Coal imports during July declined by 11.1 per cent to 18.03 million tonnes (mt) on the back of higher domestic availability of the fossil fuel. The figure stood at 20.29 mt during the same month last year, according to mjunction services, an online procurement and sales platform jointly floated by SAIL and Tata Steel.
"The decline in July imports this year against (the same month) last year can be attributed to number of factors, including monsoon, when imports generally come down.

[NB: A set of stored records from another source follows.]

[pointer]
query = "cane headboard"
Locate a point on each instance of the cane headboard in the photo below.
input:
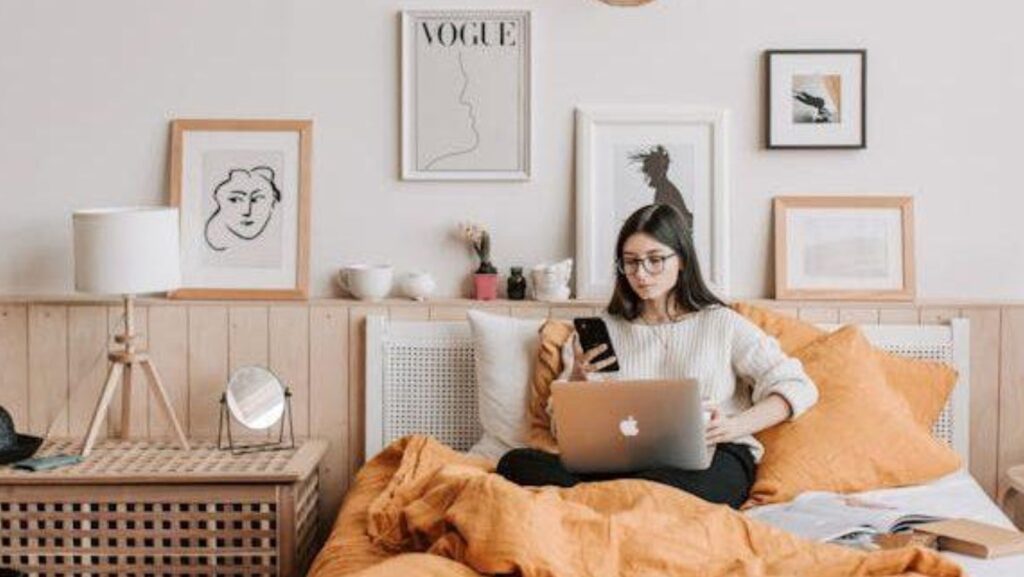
(421, 378)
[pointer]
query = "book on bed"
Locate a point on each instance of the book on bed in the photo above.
(840, 519)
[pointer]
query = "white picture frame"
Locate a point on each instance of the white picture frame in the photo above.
(608, 139)
(844, 248)
(243, 190)
(466, 94)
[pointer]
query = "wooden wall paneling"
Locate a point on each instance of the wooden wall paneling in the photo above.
(48, 397)
(139, 387)
(356, 379)
(410, 313)
(984, 396)
(168, 343)
(289, 326)
(14, 363)
(458, 313)
(329, 410)
(938, 316)
(900, 316)
(787, 311)
(248, 343)
(535, 312)
(87, 366)
(818, 315)
(207, 367)
(858, 316)
(1011, 393)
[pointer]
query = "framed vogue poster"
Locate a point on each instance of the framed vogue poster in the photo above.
(242, 188)
(466, 93)
(844, 248)
(816, 98)
(630, 157)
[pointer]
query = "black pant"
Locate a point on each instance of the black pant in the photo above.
(728, 480)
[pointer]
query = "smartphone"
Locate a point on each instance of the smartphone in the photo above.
(592, 333)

"In addition, firmness in international coal prices since beginning of June and higher availability of domestic coal also impacted imports," Viresh Oberoi, CEO and MD of mjunction said. PwC's Kameswara Rao said the thermal coal imports after a dip last year will be at similar levels. So, on the whole, the broader trend remains flat. The real change is that with surplus generation capacity and adequate supplies of domestic coal, imported coal-based power plants are largely filling in the marginal gaps in demand requirement, taking opportunistic advantage of price movements, he said.
Further, with many imported coal based load power plants operating at lower utilisation, the overall volume of imports is likely to remain flat. Of the 18.03 mt of coal imported, the non-coking coal was highest at 12.39 mt, followed by coking coal at 3.76 mt, pet coke at 1.05 mt, among others.
However, the coal imports in June had gone up by 20.19 mt against 19.63 mt in the same month of 2015. The government had earlier said the coal imports will further come down in the ongoing fiscal on account of increased domestic output. The data of the first two months (April-May) of this fiscal indicate reduction in the import of coal, Coal Secretary Anil Swarup had said.